Una vulnerabilità di gravità critica in un plugin di WordPress, utilizzato in oltre 90.000 installazioni, potrebbe permettere agli aggressori di eseguire codice a distanza e compromettere completamente i siti web vulnerabili. Il plugin in questione, denominato “Backup Migration“, aiuta gli amministratori a automatizzare i backup dei siti su storage locale o su un account Google Drive.
Dettagli della Vulnerabilità
La falla di sicurezza, tracciata come CVE-2023-6553 e valutata con un punteggio di gravità di 9.8/10, è stata scoperta da un team di cacciatori di bug noto come Nex Team, che ha segnalato il problema alla società di sicurezza WordPress Wordfence tramite un programma di bug bounty recentemente lanciato. La vulnerabilità impatta tutte le versioni del plugin fino alla 1.3.6 inclusa, e gli attori malintenzionati possono sfruttarla in attacchi a bassa complessità senza interazione dell’utente.
Come Funziona l’Attacco
CVE-2023-6553 consente agli aggressori non autenticati di prendere il controllo dei siti web bersaglio ottenendo l’esecuzione di codice remoto tramite l’iniezione di codice PHP attraverso il file /includes/backup-heart.php. “Questo è dovuto al fatto che un aggressore può controllare i valori passati a un include, e successivamente sfruttarlo per ottenere l’esecuzione di codice remoto.

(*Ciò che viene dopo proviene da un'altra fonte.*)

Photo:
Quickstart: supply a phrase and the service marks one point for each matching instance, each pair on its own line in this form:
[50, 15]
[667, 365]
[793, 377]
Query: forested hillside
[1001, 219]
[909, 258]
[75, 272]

Ciò rende possibile per gli attori della minaccia eseguire facilmente codice sul server”, ha dichiarato Wordfence.
Rilascio della Patch
Wordfence ha segnalato la grave falla di sicurezza al team di sviluppo di Backup Migration, BackupBliss, il 6 dicembre, con gli sviluppatori che hanno rilasciato una patch poche ore dopo. Tuttavia, nonostante il rilascio della versione corretta del plugin Backup Migration 1.3.8 il giorno della segnalazione, quasi 50.000 siti web WordPress che utilizzano una versione vulnerabile devono ancora essere messi in sicurezza, come mostrano le statistiche di download di WordPress.org.
Consigli per gli Amministratori
Gli amministratori sono fortemente consigliati a proteggere i loro siti web contro potenziali attacchi sfruttando CVE-2023-6553, data la criticità della vulnerabilità che può essere sfruttata a distanza da attori malintenzionati non autenticati.